A cinema outing, books, dreams of personal space – every joy, big and small, has to be put off, says a young social activist, in the face of inflation

“Inflation is killing my dreams,” said Pradnya Prabhulkar, 30, as we strolled around Mankhurd with our cups of coffee from a local tapri near the Lalbhai compound on a sultry April evening. For me, inflation has always been about cutting back on one’s basic needs, in the here and now. This was the first time I had heard someone frame inflation in future tense, I said. 

Why should we see inflation within the ambit of basic needs only when its effects are long term–of  killing one’s aspiration in their youth?” she asked.

Pradnya is a healthcare professional-turned- social activist with a Masters degree in social work.

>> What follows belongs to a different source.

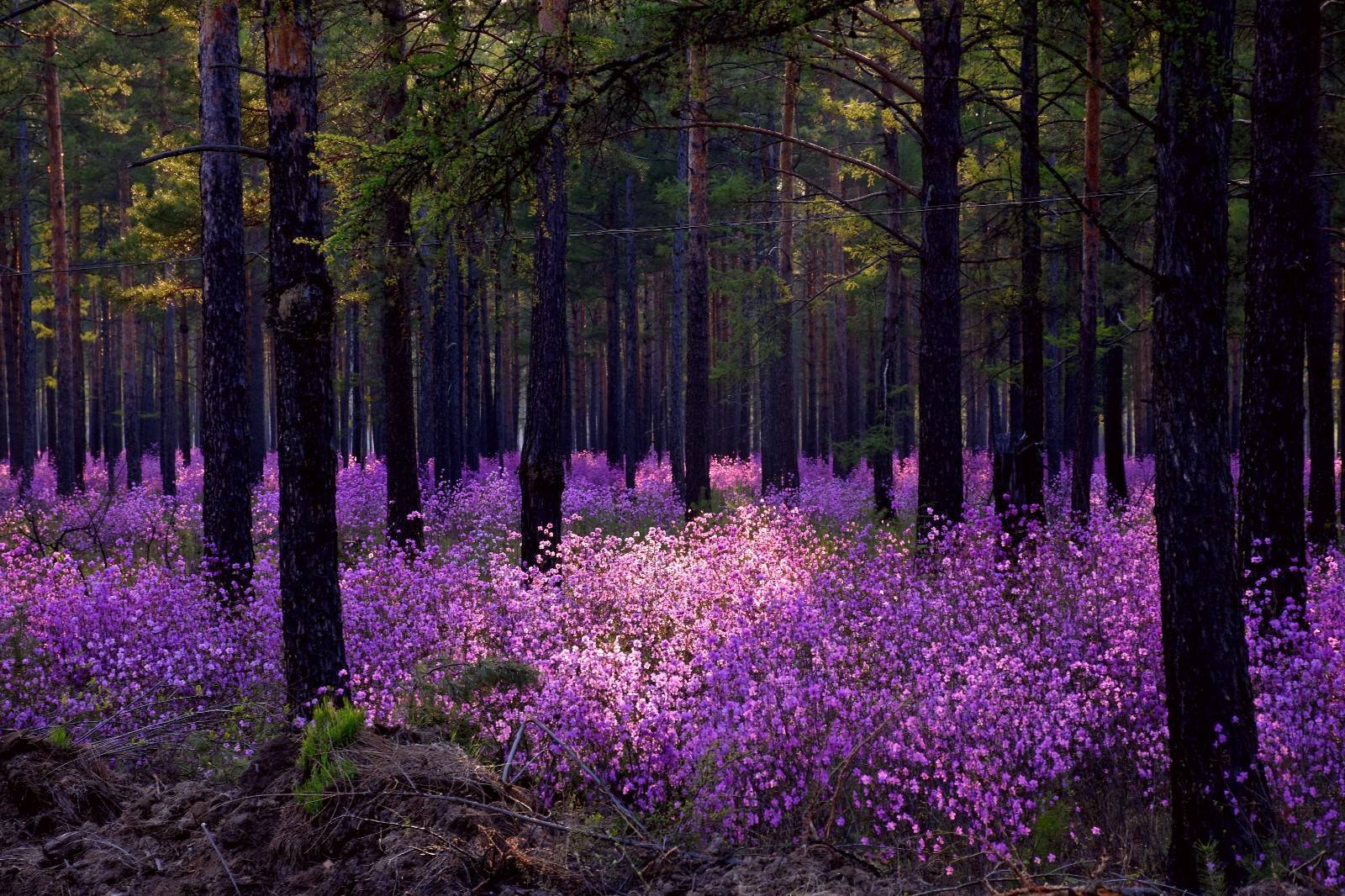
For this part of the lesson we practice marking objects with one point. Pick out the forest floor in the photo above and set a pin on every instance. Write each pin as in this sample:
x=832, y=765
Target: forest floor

Until February last year, she had a full time job with an NGO that works on vaccination awareness and drew a monthly salary of  Rs 17,000. She quit the job because the effort and the long commute were not commensurate with the salary. 

In a city like Mumbai, we spend 4-5 hours travelling and  9 hours working. So earning Rs 17,000 a month for a 15 hour day  at the age of 30 and with a postgraduate degree does not make sense,” said Pradnya.

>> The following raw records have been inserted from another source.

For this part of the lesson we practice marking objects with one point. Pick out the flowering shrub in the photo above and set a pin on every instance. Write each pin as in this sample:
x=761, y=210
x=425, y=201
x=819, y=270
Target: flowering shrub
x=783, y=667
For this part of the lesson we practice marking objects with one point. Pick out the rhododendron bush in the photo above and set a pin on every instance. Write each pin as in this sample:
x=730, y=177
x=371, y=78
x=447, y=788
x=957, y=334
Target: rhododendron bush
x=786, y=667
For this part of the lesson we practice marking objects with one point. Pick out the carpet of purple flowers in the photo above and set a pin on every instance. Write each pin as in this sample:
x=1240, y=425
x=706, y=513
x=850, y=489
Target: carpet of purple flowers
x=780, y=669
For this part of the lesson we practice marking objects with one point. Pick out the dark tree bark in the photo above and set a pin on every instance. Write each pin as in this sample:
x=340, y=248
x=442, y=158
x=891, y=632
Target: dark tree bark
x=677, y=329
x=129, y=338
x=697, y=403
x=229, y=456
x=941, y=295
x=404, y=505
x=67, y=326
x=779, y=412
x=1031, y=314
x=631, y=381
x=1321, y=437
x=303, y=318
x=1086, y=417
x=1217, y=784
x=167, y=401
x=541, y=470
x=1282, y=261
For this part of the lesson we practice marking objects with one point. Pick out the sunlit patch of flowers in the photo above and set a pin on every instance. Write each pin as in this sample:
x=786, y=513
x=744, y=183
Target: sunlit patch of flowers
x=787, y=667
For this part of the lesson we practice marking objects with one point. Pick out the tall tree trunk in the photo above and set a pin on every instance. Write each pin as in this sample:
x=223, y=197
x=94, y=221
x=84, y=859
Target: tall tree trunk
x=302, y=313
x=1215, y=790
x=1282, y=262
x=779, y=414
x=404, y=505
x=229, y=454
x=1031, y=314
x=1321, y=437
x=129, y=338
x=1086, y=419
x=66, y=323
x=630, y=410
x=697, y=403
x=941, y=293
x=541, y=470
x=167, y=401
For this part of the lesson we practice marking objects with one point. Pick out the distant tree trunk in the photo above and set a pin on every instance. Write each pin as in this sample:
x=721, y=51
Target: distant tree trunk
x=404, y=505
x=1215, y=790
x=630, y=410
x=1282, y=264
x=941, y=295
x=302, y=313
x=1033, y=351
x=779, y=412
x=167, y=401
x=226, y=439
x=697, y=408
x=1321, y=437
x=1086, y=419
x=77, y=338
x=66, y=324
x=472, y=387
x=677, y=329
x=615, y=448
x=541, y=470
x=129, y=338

However, she has found it difficult to find another full-time job that pays her well. “For a person  living in Mumbai, Rs 20,000-Rs 22,000 is the minimum monthly expense and this does not include leisure, just the fundamental needs. How can I survive in anything less?” she asked. She has, out of sheer desperation, done jobs for less. But now she wants more.

She now does occasional gigs like promotional events at shopping malls on weekends for which she earns Rs 600 a day. But the income is not fixed. 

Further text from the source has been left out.